I’m trending, I’ve gone viral, and I broke the Internet.


Well, not really.
But since those phrases are tossed around like rice at a wedding, I figure they may as well apply to me as the next guy.
Besides that, they have no objective meaning that I’ve been able to discern or ever seen quantified. Which means, in the end, they are nothing more than what’s long been known in the advertising business as “puffery.” Or, to abbreviate the term I am more likely to voice, BS.
Such vague and nebulous (and meaningless) superlatives are easily assigned to anyone or anything at any time by anyone. Some people will be fooled by them. Most will ignore them. And rightly so.

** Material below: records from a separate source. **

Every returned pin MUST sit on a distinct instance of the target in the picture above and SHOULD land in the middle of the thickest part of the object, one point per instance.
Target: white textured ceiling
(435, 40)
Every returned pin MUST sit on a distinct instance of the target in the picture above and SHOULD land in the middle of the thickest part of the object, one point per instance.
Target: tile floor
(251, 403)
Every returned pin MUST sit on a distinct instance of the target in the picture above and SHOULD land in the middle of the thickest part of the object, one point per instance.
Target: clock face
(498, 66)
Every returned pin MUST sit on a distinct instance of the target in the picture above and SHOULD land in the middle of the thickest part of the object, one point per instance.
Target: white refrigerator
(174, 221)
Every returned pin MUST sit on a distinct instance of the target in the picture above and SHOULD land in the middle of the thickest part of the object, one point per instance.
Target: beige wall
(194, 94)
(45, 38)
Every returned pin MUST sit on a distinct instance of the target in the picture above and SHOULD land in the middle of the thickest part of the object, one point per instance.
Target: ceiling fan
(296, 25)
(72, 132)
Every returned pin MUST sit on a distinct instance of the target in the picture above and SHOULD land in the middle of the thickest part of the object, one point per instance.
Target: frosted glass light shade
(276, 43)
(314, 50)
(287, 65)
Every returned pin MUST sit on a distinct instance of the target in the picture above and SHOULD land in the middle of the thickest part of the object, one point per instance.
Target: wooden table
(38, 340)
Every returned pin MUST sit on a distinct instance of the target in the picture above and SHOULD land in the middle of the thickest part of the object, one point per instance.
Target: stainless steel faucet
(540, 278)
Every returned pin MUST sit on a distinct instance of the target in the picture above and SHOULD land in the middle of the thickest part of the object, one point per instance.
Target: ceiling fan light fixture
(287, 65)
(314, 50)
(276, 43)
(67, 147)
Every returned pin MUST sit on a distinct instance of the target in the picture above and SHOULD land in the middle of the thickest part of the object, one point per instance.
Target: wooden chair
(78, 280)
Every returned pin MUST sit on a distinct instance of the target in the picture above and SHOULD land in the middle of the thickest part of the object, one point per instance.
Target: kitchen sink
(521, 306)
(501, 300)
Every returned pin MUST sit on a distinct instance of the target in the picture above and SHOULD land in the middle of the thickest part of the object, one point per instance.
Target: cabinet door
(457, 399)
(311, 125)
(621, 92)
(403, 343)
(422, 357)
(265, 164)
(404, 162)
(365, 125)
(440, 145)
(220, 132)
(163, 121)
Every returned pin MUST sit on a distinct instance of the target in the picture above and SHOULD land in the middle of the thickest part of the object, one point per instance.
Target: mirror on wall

Even extreme claims with some factual basis can be meaningless. For instance, in the book world, “best seller” and other such rankings are often accurate but still worthless. Years ago, in the days when Amazon ran a short-lived program of selling short stories online, I had a couple of stories that, for several weeks, were listed as either the top or number-two selling Western stories. But they never sold enough copies to accumulate enough royalties to result in a paycheck—and the threshold was pretty low, as I recall.
Still and all, I guess it gives me the right to claim being a “Best-Selling Author!” After all, I am the guy who broke the Internet. Not to mention “trending” and having gone “viral.”